Pharmacogenomics in Psychiatry: Starting With the Molecular Basics

John Miller, MD, discussed foundational and clinical aspects of pharmacogenomics relevant to psychiatric practice. Miller began by reviewing basic molecular biology, emphasizing the central role of DNA transcription and translation in producing gene products that ultimately influence pharmacokinetics and pharmacodynamics.

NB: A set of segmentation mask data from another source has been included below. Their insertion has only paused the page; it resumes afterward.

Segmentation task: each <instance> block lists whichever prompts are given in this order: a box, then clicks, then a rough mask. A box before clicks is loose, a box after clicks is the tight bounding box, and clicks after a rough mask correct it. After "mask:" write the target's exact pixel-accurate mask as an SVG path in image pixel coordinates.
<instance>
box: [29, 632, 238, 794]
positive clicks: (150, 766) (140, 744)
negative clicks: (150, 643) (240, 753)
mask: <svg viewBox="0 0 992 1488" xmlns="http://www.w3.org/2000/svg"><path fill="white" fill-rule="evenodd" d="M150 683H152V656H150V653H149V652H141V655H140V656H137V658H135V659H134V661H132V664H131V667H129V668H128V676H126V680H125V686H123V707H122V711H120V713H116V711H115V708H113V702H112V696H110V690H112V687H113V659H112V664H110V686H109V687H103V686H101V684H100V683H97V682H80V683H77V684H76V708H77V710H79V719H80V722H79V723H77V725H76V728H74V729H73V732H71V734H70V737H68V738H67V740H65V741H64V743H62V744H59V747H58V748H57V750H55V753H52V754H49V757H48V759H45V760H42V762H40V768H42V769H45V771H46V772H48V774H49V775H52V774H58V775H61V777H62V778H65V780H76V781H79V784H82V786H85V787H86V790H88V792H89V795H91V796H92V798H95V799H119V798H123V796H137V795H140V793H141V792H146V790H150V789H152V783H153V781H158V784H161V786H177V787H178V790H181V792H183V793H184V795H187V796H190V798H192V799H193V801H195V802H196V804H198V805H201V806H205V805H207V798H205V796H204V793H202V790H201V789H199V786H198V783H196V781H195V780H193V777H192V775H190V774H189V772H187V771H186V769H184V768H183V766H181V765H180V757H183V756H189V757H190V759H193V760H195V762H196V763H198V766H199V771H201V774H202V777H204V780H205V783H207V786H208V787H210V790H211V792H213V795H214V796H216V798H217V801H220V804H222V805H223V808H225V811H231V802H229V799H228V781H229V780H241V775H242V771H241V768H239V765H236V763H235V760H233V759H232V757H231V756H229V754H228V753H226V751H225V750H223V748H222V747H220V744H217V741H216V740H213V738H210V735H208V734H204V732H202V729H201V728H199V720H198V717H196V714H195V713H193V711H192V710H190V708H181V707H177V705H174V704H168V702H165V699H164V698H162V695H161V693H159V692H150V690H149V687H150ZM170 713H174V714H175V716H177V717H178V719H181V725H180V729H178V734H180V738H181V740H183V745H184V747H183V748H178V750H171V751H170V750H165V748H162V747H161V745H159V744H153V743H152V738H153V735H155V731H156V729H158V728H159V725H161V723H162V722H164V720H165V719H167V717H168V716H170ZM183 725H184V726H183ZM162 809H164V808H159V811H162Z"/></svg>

He described how genetic variation contributes to interindividual differences in drug metabolism, noting that “when it's time to make a gene product from that DNA, the DNA will open up and the various enzymes that will transcribe the information on that gene attached.”¹ He used this framework to contextualize variability in psychiatric medication response. Miller focused on cytochrome P450 (CYP) enzyme systems, highlighting their importance in metabolizing common psychotropics.² He explained phenotypic variability (eg, poor, intermediate, extensive, and ultrarapid metabolizers) and its implications for drug efficacy and adverse effects.

The discussion underscored how pharmacogenomic testing may help guide medication selection and dosing, particularly in cases of treatment resistance or unusual side effect profiles. Clinical implementation was addressed with caution. Miller noted that while pharmacogenomic testing can provide useful insights, it should not replace clinical judgment. Instead, results should be integrated with patient history, comorbidities, and concurrent medications. He also discussed limitations, including variability in test panels, incomplete evidence for some gene-drug pairs, and challenges in interpretation. As he stated, “we're looking at a very simplistic diagram of a eukaryotic cell,” underscoring that real-world biology and treatment response are far more complex than simplified models suggest.

Miller concluded by encouraging psychiatrists to develop a working knowledge of pharmacogenomics while maintaining a balanced perspective on its current utility. He emphasized that, although promising, pharmacogenomics remains an adjunctive tool rather than a definitive solution for optimizing psychiatric treatment.

Dr Miller is Medical Director, Brain Health, Exeter, New Hampshire; Editor in Chief, Psychiatric Times; Volunteer Consulting Psychiatrist, Seacoast Mental Health Center, Exeter; Consulting Psychiatrist, Insight Meditation Society, Barre, Massachusetts.

References

1. Pinto N, Dolan ME. Clinically relevant genetic variations in drug metabolizing enzymes. Curr Drug Metab. 2011;12(5):487-97.

2. Zhao M, Ma J, Li M, et al. Cytochrome P450 enzymes and drug metabolism in humans. Int J Mol Sci. 2021;22(23):12808.